The first concept car Lamborghini produced was at his factory in Sant’Agata near Bolognese. At the Turin Autoshow of 1963, the GT 350 was unveiled to the public. While its design was beautifully done when compared to its contemporaries, Lamborghini felt that it didn’t make enough of an impact and had it redesigned. This turning point from producing a supercar that could rank among the Ferraris and other brands of the day, into stepping out even further to the design edge set the trail for what Lamborghini cars are known for today. Outrageous design, bold vents, sharp edges and harder lines than its competitors are what the Lamborghini brand is now famous for.
The car that began this trailblazing trend was the Miura, named after the famous Spanish fighting bull. With the Miura’s shockingly futuristic look, the tone for the rest of the supercars that followed was set.

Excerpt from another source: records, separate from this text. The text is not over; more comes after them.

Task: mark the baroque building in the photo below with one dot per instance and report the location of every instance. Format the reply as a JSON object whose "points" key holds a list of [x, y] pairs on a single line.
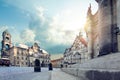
{"points": [[78, 51], [102, 28], [23, 55]]}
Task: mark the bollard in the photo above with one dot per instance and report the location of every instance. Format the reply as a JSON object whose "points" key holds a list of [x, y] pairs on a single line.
{"points": [[37, 67]]}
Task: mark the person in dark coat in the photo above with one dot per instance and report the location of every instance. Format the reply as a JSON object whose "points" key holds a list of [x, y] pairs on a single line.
{"points": [[37, 67], [50, 66]]}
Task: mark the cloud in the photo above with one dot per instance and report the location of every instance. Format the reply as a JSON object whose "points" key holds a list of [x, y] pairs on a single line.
{"points": [[28, 36], [64, 27]]}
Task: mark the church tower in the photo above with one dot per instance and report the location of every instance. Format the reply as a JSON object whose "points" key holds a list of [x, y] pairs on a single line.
{"points": [[6, 44]]}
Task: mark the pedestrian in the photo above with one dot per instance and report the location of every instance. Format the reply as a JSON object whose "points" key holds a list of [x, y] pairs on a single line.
{"points": [[50, 66]]}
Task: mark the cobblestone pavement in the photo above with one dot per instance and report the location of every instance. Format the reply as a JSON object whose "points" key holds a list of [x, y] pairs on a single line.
{"points": [[26, 73], [57, 74]]}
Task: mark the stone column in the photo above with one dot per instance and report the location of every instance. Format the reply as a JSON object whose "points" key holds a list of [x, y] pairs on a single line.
{"points": [[106, 27]]}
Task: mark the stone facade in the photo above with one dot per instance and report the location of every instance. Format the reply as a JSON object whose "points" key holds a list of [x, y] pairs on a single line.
{"points": [[22, 56], [78, 51]]}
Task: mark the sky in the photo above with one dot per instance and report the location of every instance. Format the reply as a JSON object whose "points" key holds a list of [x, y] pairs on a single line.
{"points": [[53, 24]]}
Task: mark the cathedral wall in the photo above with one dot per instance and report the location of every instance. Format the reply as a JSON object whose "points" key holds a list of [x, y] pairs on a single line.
{"points": [[104, 27], [118, 22]]}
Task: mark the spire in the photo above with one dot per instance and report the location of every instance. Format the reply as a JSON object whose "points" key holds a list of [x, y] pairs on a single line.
{"points": [[89, 12]]}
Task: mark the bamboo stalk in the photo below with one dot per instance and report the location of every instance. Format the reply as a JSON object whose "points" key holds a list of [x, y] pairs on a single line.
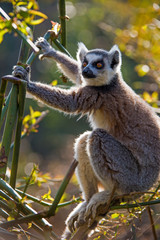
{"points": [[62, 11], [15, 158], [24, 207], [8, 130], [2, 95], [44, 203]]}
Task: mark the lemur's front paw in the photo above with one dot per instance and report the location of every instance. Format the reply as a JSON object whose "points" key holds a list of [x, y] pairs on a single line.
{"points": [[76, 217], [20, 72], [46, 48]]}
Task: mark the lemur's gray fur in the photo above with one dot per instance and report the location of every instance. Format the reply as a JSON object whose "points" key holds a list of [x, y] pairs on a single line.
{"points": [[123, 149]]}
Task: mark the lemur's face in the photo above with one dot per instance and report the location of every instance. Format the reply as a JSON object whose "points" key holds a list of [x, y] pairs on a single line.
{"points": [[98, 66]]}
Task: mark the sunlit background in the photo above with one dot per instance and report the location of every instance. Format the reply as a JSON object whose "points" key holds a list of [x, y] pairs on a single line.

Formerly seen as an upstart, after the Miura the Lamborghini brand was officially was a legend.
Throughout its history other notable cars followed. The Countach, first seen in 1974, showed aggressive angles and the now-distinctive Lamborghini scissor doors. Alas, the history of the company itself was not so smooth. After several years Ferruccio sold the company to other investors, and while cars still rolled out of Sant’Agata, ownership changed hands from Swiss investors, to Chrysler, then Audi—each company having its own stamp on the design and manufacture of the famous Lamborghini supercar.
Today we drive Lamborghini models like the Aventador and Huracan that are the fruit of this colorful exotic car history.